Studio album by Russell Morris
- Released: 1 June 2008
- Genre: Pop, rock
- Length: 50:48
- Label: Russell Morris, One Stop Entertainment
- Producer: Russell Morris, Peter Robinson

Russell Morris chronology
| Live at the Con (2007) | Jumpstart Diary (2008) | The Greatest Hits (2008) |

= Jumpstart Diary =

Jumpstart Diary is a studio album by Australian singer songwriter Russell Morris. The album was released on 1 June 2008, just prior to his induction into the ARIA Hall of Fame.

The album is a collaboration between Morris and Australian guitarist, Peter Robinson, who co-wrote numerous tracks and was the co-producer and designer of the sleeve.
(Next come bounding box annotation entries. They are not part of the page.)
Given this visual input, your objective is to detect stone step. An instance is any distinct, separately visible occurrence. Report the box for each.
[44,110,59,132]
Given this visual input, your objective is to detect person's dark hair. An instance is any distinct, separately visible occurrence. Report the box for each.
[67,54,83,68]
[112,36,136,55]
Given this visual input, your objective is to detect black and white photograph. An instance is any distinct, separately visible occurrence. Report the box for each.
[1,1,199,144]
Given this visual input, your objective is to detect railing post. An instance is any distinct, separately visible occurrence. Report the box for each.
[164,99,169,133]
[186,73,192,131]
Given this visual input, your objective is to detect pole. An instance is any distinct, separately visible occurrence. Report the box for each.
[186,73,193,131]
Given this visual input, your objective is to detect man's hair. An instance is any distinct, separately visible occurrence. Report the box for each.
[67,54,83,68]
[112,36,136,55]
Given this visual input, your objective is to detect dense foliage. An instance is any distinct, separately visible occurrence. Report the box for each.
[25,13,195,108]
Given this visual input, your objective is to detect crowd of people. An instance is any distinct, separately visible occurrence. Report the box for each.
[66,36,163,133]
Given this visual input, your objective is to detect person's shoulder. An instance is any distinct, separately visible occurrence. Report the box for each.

Robinson plays multiple instruments, including: guitar, bass, piano and strings and provided backing vocals.

In an interview with The Music AU in 2013, Morris said the album had “been received with a collective yawn”.

==Critical reception==
Natalie Salvo from The Dwarf said; "The thirteen songs are a little rough n' ready as Morris' vocals cannot always hit the high notes of his youth, however, judging by the slick production, the songs have the makings of being Triple M favourites. In all, it is commercial rock that is often quite easy on the ear and presented either in its finery or blandness, depending on which side of the fence you sit on." she added "The album does overstay its welcome and could have possibly been improved with a few less songs. And while it is no "The Real Thing", it does serve to prove that we do not need this song to be re-done or rehashed. Instead Jumpstart Diary is about expressing mature emotions in a new format."

In 2008, Songland Records owner Brian 'Frog' Harris said; "Russell's new album is the strongest record of his career."

==Track listing==
1. "Get Your Mind Right" (Russell Morris) - 4:44
2. "Coming On Strong" (Russell Morris) - 3:57
3. "Keeping My Distance" (Russell Morris) - 3:55
4. "Do it for Me" (Russell Morris) - 3:19
5. "Blown Away" (Russell Morris) - 3:45
6. "All Over You" (Russell Morris) - 4:01
7. "I Want You" (Russell Morris) - 3:45
8. "It is What it is" (Russell Morris) - 4:14
9. "Welcome to the Real World" (Russell Morris) - 3:41
10. "Rise" (Russell Morris) - 3:52
11. "I Will Wait for You" (Russell Morris) - 3:45
12. "As Far as I Remember" (Russell Morris) - 4:06
13. "What's Gone is Gone" (Russell Morris) - 3:44

==Charts==
Jumpstart Diary debuted at Number 13 on the NSW/ACT Independent Chart for the week commencing 10 June 2008. This result is based on one record store's sales, Songland Records in Canberra, where Morris had done an in-store appearance.